Aunt Bird played the crosswords, I think she liked to play cards too, and I know that one time she had my sister Laurie over at her house and they played a prank on my Uncle Art.  They emptied several of his drawers and replaced the contents with cards from the Sorry game. She was just a lot of fun.

There were several summers when Aunt Bird would rent a camp with her cousin and they would spend a week or two at Panther Lake in Oswego County, N.Y. She would take me with her since her cousin had children and I often felt as though she were my second mother and since she did not have children, I was her surrogate for those trips. I loved those weeks at Panther Lake. One memory I have is a game we played killing mosquitoes.  Aunt Bird offered to pay the kids fifteen cents for each mosquito we killed.  I think it actually worked for all of us – Aunt Bird and the kids.
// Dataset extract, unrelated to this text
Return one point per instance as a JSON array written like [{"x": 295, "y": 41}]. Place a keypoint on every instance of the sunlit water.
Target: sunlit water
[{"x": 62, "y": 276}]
I remember the drives to and from the camp, she’d play loud country/western music on the radio which seemed so exotic to me, my father seldom if ever allowed us to listen to music in the car.  Aunt Bird loved Patsy Cline; she’d sing along while we tooled down the highway.  I also remember one time there was a military convoy of some sort, probably heading from or to Fort Drum, and as we’d pass a truck load of soldiers, they’d hoot, holler, wave, and gesture as we passed.  Aunt Bird seemed amused by it; I was confused. I was young.

I don’t have a lot of photos of Aunt Bird, I think only two with her and me together.  This one was taken in the church basement, we were having fun, of course. We laughed a lot together. I don’t know the exact date but from the original slide I guessed it was taken in 1967. I would have been 13, she would have been 45.  She was the first person I lost that was so hard and caused so much grief.  My grandmother had died when I was almost ten and that was awful but the death of Bird was different, maybe because I was older, maybe because we were so close.

In many ways it is easier to write about distant ancestors.